Eu apoio o projeto de lei Boehner e espero que os republicanos da Câmara votem para aprová-lo.

Em primeiro lugar, sinalizarei o que gosto no conteúdo do projeto.

  • Conforme inicialmente elaborado, cortaria os gastos em US $ 850 bilhões na próxima década. Isso não é uma mudança idiota. Espero que esse número suba em breve para $ 900 B – $ 1 T. Atualização: a nova versão custa US $ 917 bilhões em cortes de gastos acima de 10.
  • Tem limites de gastos discricionários estatutários e um sequestrador para aplicá-los.
  • Não aumenta impostos.
  • Isso aumenta o limite da dívida, como devemos fazer.

Também concede votos ao plenário da Câmara e do Senado sobre a Emenda do Orçamento Equilibrado, mas essa não é minha prioridade. Um BBA levaria anos para ser aprovado, e não podemos esperar tanto tempo para corrigir o problema matemático subjacente.

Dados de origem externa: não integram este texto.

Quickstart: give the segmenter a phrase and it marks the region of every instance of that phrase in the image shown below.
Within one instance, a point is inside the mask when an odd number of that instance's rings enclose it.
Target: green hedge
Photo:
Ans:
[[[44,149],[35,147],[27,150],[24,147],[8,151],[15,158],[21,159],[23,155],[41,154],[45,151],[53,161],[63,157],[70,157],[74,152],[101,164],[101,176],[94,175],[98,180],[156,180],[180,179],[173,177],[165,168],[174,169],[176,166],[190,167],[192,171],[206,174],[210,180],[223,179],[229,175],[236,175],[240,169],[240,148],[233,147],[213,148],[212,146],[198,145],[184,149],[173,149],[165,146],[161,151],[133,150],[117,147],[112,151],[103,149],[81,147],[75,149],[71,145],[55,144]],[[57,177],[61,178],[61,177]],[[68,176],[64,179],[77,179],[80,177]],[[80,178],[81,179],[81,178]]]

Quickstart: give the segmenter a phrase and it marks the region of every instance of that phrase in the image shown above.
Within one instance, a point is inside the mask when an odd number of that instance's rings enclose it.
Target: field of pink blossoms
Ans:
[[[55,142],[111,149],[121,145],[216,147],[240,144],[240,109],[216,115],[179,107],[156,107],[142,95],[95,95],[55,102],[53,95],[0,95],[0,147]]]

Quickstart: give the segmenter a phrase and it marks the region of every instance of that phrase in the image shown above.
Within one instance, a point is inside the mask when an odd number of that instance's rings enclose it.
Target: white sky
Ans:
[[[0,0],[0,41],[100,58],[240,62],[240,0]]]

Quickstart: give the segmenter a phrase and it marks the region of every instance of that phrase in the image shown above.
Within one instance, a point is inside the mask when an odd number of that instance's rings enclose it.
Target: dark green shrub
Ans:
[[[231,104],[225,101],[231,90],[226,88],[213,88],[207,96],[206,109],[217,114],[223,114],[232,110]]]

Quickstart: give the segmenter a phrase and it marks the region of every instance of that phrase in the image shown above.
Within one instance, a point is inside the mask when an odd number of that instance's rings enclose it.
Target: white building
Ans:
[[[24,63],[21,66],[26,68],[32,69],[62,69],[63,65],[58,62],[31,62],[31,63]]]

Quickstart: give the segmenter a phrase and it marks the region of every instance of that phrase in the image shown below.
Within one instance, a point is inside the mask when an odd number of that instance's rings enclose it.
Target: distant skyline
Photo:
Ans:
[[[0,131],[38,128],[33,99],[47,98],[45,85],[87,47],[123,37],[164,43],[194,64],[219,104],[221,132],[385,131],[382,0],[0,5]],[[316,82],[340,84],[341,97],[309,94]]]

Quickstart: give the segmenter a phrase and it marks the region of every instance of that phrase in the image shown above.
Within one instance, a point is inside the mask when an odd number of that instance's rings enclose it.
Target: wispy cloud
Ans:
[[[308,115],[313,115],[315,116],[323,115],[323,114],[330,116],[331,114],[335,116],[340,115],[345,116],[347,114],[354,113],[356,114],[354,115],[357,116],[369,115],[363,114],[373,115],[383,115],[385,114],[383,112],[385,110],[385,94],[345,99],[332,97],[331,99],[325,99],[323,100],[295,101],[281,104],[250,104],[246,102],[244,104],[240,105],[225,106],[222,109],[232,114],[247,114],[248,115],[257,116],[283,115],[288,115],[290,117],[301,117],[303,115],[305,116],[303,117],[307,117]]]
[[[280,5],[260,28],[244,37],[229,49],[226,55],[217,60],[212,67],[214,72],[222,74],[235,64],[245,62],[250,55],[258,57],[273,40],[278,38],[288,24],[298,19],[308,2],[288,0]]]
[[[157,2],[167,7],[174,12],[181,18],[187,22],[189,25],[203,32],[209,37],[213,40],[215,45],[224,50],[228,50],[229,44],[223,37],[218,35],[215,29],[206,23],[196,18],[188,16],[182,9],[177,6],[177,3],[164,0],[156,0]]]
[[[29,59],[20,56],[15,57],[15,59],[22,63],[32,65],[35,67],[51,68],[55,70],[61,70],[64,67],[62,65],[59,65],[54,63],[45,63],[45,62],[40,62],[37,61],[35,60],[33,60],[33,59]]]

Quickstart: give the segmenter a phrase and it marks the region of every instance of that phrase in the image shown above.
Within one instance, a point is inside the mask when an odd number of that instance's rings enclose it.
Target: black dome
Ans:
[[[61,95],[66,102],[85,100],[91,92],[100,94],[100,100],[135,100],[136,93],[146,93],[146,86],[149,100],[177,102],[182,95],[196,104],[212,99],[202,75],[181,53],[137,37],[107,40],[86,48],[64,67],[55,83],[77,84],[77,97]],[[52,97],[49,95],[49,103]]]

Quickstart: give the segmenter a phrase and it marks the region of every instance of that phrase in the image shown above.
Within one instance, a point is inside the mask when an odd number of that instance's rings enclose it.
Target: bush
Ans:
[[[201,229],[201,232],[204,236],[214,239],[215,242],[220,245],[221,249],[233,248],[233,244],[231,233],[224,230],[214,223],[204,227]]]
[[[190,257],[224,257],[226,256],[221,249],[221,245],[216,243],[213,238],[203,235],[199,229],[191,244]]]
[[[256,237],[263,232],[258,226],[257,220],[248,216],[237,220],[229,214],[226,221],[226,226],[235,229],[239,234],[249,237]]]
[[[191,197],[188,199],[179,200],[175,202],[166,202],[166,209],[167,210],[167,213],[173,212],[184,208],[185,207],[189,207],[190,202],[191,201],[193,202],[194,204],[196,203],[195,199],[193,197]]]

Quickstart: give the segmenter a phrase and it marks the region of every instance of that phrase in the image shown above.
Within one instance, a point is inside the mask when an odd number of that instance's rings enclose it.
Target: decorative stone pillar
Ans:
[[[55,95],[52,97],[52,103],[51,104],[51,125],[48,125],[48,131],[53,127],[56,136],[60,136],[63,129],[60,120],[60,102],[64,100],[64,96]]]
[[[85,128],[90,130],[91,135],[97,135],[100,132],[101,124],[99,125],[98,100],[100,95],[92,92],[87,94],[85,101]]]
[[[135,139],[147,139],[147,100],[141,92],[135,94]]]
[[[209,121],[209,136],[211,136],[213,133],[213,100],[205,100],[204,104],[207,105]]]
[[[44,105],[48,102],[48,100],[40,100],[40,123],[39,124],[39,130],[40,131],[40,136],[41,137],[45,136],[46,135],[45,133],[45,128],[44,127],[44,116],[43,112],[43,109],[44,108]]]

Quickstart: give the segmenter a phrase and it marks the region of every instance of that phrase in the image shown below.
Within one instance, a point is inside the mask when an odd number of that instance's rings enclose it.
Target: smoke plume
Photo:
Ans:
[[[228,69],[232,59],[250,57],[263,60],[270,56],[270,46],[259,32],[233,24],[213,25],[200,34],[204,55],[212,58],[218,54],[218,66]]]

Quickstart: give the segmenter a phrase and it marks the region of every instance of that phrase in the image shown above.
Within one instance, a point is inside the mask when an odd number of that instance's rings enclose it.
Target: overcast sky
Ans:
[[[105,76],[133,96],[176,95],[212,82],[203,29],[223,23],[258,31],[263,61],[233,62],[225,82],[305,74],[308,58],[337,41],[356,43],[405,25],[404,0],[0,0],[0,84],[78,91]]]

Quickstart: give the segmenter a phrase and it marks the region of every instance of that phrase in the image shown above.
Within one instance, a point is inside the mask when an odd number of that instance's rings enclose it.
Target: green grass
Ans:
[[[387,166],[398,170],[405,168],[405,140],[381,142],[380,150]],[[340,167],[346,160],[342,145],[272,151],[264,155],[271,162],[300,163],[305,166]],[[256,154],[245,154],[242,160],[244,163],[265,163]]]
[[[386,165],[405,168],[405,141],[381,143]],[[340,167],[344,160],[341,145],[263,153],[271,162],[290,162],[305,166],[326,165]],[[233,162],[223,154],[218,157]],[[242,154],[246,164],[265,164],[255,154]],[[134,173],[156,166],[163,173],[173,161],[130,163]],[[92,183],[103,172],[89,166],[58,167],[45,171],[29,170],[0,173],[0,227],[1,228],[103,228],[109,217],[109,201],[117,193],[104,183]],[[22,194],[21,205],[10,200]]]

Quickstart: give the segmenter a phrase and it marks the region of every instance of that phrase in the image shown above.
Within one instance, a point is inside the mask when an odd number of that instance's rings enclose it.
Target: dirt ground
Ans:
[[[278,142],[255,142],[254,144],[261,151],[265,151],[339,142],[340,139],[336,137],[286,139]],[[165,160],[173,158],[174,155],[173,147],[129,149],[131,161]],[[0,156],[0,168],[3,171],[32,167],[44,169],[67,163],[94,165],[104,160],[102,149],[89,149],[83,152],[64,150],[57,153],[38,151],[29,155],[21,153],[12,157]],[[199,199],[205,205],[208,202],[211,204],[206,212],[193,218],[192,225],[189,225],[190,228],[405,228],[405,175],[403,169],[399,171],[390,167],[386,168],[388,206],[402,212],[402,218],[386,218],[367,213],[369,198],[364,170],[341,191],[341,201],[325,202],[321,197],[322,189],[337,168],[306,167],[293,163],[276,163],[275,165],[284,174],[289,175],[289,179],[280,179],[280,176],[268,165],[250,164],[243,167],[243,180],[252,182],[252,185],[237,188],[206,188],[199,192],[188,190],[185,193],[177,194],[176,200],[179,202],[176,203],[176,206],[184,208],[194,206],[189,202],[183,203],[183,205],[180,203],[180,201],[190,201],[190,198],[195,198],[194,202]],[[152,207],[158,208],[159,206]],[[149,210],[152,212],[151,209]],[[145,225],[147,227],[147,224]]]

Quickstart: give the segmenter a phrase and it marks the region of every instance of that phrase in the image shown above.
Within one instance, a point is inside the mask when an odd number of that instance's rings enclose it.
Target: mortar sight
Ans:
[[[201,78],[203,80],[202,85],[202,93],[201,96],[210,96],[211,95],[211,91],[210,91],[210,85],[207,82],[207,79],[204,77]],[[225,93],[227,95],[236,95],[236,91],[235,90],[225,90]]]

Apoio o projeto de lei Boehner pelos seguintes motivos:

  • Ele corta gastos e não aumenta impostos. Isso é uma melhoria em relação à lei atual.
  • Não há nada na conta que eu não goste. Isso é uma raridade.
  • É melhor do que o projeto de lei Reid, que é a próxima alternativa mais provável para se tornar lei se o projeto Boehner falhar.
  • Isso intensifica esta batalha novamente em 4-6 meses, proporcionando outra oportunidade e mantendo a pressão para cortar gastos.
  • Isso cria um processo que mantém nossos problemas de política fiscal subjacentes na frente e no centro para o futuro previsível, em vez de colocá-los em 2013.
  • Não consigo ver nenhuma estratégia alternativa viável para promulgar um projeto de lei mais forte.

Alguns membros conservadores do Congresso se opõem ao projeto de lei porque acham que não basta. Embora US $ 850 B – US $ 1 T de cortes de gastos seja uma conta de redução do déficit de médio porte em relação à prática histórica, concordo que está longe de ser suficiente para resolver nossos problemas orçamentários subjacentes. Nesse sentido, é um passo na direção certa, nada mais.

Concordo com a reclamação de que a maioria dos democratas no Senado abdicou de suas responsabilidades legislativas nos últimos dois anos, não aprovando resoluções orçamentárias nem projetos de lei de gastos.

Também concordo com muitos conservadores que reclamam que o governo escondeu a bola sobre suas opções de gerenciamento de caixa e dívida, e acho que o prazo de 2 de agosto é suave. Embora a postura pública do governo seja de flexibilidade e compromisso, sua abordagem de negociação exacerbou o conflito em todas as oportunidades.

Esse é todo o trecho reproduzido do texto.